I am proud of you, I love you, I miss you . . . and I worry about you. To be honest, I worry about all of the girls there. How will you/they come away from your week? There are not enough prizes to go around; some will walk away with nothing. What would that do to you—to walk away with nothing after all your hard work and time spent? What will that say about you, to you?

Here’s what I hope for.

Please know that your worth is not dependant on your talents or how good you make a dress look. It is true that every girl there is talented and beautiful and beloved to her family. But the girls back home—the ones who didn’t make it to State or who never even tried—have just as much worth as each of you beautiful and talented girls. You have to understand that your importance as a human being does not depend on how you look or what you can do. It’s inherent, simply because YOU ARE.

Now don’t get me wrong, what you do with yourself, how hard you work to improve yourself and develop talents is very important. You are in the process of creating yourself and who you can be.
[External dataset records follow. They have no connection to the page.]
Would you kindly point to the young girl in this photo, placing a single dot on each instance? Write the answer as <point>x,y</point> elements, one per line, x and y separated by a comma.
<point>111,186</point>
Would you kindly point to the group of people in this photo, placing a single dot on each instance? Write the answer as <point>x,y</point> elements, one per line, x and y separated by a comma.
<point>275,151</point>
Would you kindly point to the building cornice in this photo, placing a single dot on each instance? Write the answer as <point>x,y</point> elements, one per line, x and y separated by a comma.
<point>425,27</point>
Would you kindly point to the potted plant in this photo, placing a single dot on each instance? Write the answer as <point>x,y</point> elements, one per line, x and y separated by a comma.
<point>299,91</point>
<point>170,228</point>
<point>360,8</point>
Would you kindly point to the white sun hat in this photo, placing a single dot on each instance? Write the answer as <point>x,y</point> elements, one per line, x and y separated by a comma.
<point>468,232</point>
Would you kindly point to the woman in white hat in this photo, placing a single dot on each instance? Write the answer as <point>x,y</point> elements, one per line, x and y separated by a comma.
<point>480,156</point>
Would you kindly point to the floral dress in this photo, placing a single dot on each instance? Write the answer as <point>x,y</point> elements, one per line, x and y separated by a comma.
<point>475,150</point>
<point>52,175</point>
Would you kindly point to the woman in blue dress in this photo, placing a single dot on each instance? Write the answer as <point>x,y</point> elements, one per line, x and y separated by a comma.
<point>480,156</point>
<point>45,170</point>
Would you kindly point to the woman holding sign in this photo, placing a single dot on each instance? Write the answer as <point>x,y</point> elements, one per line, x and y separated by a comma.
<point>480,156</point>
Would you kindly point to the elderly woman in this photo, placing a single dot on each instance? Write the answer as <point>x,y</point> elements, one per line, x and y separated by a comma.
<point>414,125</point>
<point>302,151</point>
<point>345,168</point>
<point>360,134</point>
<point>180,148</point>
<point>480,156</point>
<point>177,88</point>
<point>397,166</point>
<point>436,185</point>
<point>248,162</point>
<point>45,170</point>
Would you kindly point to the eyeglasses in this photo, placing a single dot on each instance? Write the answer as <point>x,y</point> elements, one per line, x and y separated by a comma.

Your hard work will create of you a masterpiece, but really, it will all be for naught if you can’t recognize the beauty inside yourself and everyone around you. It is our differences that make the tapestry of humanity so interesting and perfect.

It is one girl’s privilege to walk away as the winner at the end of the week. She will have scholarship money and many responsibilities—that each of you, no doubt, would happily accept. But 33 of you will walk away with less. Less scholarship money, less responsibility, fewer pats on the back, but hopefully not less in your feelings of self worth. I believe it is one girl’s destiny to walk that path, but for the rest of you, your path will be different. Some will walk away with nothing . . . but the memories of your great experiences and hopefully a greater appreciation of who you are and who you can become. The feelings you walk away with are entirely up to you.

Make a lot of friends, enjoy your experiences, learn to interview well and balance your life, learn to appreciate and serve those around you, and bring your changed self home to bless the lives of those around you. Enjoy this experience that few will have, and learn to see the beauty in every person, no matter what talents they have, how much money, how they look—and sometimes even how they behave.

I would say this on behalf of every mother of every girl there this week: We love you and are proud of YOU—for what you have accomplished but also for who you are. Have a GREAT week, no matter what happens at the end of it.